Como podrá haberse advertido, la propaganda es fundamental en la construcción del consenso y, por tanto, también lo es la ideología transmitida, a pesar de que ésta sea entendida por algunos autores como un mero pretexto, dada la volatilidad con la que el poder es capaz de transmitir discursos ideológicamente incoherentes en función de cada coyuntura:
“La ideología dominante cumple con una función práctica: confiere al sistema cierta coherencia y unidad relativa. Al penetrar en las diversas esferas de la actividad individual y colectiva, cimenta y unifica (según palabras de Gramsci) el edificio social. Dotándolo de consistencia permite a los individuos insertarse, de manera natural, en sus actividades prácticas dentro del sistema y participar así en la reproducción del aparato de dominio, sin saber que se trata de la dominación de una clase y de su propia explotación” (Mattelart, 1986:32).
Es la hegemonía, por tanto, algo mucho mayor que el propio poder político, que el propio poder clásico institucionalizado y representado en la figura del Estado y de sus aparatos de represión. De esta manera, puede engarzarse el concepto de poder de Foucault que anteriormente hemos comentado con la idea de hegemonía gramsciana: ambos atañen a una significación relacional, expresada de múltiples formas. De hecho, Gramsci propone su propia diferencia entre el dominio y la hegemonía:
“Gramsci distingue entre dominio y hegemonía, entiendo al primero expresado en formas directamente políticas, que en tiempos de crisis se tornan coercitivas; y al segundo como una expresión de la dominación, pero desde un complejo entrecruzamiento de fuerzas políticas, sociales y culturales que constituyen sus elementos necesarios” (Hernández en Escobar Domínguez, 2011:19).
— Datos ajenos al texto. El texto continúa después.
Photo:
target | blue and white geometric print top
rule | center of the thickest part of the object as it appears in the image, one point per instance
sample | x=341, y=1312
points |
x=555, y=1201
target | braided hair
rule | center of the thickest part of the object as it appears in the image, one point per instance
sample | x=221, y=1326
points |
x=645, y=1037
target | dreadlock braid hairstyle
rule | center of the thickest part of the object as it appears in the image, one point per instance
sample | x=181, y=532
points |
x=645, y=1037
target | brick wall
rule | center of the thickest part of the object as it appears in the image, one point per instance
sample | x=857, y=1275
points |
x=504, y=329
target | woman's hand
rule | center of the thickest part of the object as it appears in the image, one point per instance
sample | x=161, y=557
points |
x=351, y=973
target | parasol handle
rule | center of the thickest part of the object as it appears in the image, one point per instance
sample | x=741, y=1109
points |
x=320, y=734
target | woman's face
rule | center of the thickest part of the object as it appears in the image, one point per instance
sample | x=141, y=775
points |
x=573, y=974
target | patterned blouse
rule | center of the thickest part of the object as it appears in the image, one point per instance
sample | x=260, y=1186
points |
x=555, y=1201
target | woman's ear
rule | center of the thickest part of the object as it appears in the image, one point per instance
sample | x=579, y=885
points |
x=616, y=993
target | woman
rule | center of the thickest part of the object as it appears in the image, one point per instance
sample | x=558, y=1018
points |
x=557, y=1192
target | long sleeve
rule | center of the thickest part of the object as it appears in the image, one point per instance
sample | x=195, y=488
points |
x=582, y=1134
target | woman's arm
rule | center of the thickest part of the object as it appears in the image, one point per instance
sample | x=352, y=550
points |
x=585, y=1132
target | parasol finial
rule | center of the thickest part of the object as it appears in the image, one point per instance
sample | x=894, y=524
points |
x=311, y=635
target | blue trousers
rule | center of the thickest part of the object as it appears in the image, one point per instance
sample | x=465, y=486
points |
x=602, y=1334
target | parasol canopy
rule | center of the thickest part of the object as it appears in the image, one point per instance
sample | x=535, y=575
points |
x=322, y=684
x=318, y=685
De esta manera, en torno al consenso anarquista, a la dominación anarquista de las relaciones económicas y culturales, puede construirse un poder libertador, positivo y creador manifestado en la propia dinámica libertaria y en cada pequeño paso que sirva para edificar la anarquía. En definitiva, un poder anarquista, o lo que es lo mismo, podemos afirmar que la anarquía es también un poder –y no un antipoder-.